ACLU Files Racial Profiling Lawsuit Against Scituate Police
Posted: Jan, 31, 2003
The ACLU of Rhode Island today filed a lawsuit in R.I. District Court on behalf of Jean Philippe Barros, a person of Cape Verdean descent who, the suit claims, was the victim of two incidents of racial profiling within a year by Scituate police. The suit, filed by ACLU volunteer attorney Thomas G. Briody, argues that the incidents violated Barros’ right to be free from unreasonable searches and seizures and to equal protection of the laws. The suit seeks unspecified damages and an injunction against the Town to prohibit any further harassment or detention of Barros without probable cause.
The major incident of racial profiling occurred in May, 2001, when Barros, a Pawtucket resident, was driving through Scituate. He was pulled over for not having a Rhode Island inspection sticker. The fact that the car lacked such a sticker was not surprising since Barros was driving his sister’s car, which had Michigan license plates. When Barros asked the officer if he was stopped because of his race, the officer, even while acknowledging he had no basis for pulling Barros over, demanded to see Barros’ license, registration and proof of insurance. When Barros was initially unable to find the registration, he was given a citation even though he found the document while the officer was still there. The officer also gave him a citation for driving without insurance. Both of the charges were later dismissed in court.

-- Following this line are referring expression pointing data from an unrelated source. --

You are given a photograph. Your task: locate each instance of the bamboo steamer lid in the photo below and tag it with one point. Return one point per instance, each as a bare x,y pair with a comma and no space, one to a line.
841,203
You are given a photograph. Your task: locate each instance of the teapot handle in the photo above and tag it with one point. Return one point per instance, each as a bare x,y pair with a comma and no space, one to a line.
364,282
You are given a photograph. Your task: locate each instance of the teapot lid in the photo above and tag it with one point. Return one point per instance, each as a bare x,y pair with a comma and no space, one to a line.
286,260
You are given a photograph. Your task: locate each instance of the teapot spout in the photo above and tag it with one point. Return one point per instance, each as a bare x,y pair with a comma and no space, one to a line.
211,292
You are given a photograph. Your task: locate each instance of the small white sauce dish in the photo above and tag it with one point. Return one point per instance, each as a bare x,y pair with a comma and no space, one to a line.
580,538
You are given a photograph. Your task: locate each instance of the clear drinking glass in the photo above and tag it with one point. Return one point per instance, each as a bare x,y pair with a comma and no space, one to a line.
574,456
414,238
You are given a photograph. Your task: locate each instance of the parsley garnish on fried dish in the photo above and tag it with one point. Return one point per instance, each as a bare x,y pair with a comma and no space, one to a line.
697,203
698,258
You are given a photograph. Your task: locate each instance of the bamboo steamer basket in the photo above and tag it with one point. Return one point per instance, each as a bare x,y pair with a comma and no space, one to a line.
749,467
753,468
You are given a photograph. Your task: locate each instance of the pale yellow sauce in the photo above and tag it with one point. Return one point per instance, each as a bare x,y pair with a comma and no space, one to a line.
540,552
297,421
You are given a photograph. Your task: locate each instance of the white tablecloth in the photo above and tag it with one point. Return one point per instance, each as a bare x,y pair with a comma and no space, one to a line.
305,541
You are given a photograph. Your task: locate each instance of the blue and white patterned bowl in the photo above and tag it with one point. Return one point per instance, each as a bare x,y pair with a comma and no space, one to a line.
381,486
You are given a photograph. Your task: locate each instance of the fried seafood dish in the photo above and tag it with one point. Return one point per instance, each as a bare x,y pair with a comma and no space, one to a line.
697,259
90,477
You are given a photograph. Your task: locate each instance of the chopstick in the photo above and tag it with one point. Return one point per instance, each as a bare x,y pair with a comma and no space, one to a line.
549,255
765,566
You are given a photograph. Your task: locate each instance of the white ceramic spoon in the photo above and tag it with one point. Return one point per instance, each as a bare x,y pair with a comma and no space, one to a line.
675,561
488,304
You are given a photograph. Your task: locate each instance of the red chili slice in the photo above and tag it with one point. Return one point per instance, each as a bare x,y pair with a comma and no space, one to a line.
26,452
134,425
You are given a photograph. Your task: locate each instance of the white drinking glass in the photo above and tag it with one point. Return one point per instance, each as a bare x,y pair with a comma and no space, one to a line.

In another incident, seven months earlier, Barros was parked in his ex-wife’s driveway, when he was approached by a Scituate police officer, who required Barros to produce identification and answer questions concerning a series of alleged break-ins in the area.
ACLU attorney Briody first sought, unsuccessfully, to resolve the matter without filing suit. In rejecting the ACLU’s claims, the Town’s insurer said that the officer’s actions were justified because Barros’ reactions after being stopped “were such that caused the officer to inquire further.” Exactly what caused the officer to “inquire further” is explained in a letter to the ACLU from the town’s police chief, William Mack, who said that Barros “made the accusation that the stop was racially motivated.” The ACLU suit argues that the stop of Barros was racially motivated, and that he was questioned, detained and ticketed because of his race and for questioning the motivation for the stop.
ACLU attorney Briody said today: “We made several attempts to resolve this matter amicably, but the defendants refused to acknowledge any responsibility for their improper treatment of Mr. Barros. If it takes a lawsuit to make a police department pay attention when innocent citizens express concern about mistreatment because of their race, then we will file one.” Added Barros, a former aide to Governor Edward DiPrete: “I feel strongly about pursuing this issue because I have two sons that I love dearly, and whom I would hate to see subjected to the same pain and injustice that I endured at the hands of those we pay to protect and serve us.”
RI ACLU executive director Steven Brown stated: “The fact pattern in this case is all too depressingly familiar to people in the minority community. Unfortunately, so is the police department’s response. Mr. Barros was stopped for no legitimate reason. Instead of receiving an apology from the officer, he received a ticket. Instead of receiving an apology from the police department, he was accused of being overly sensitive. This type of discriminatory treatment cannot be allowed to stand unanswered.”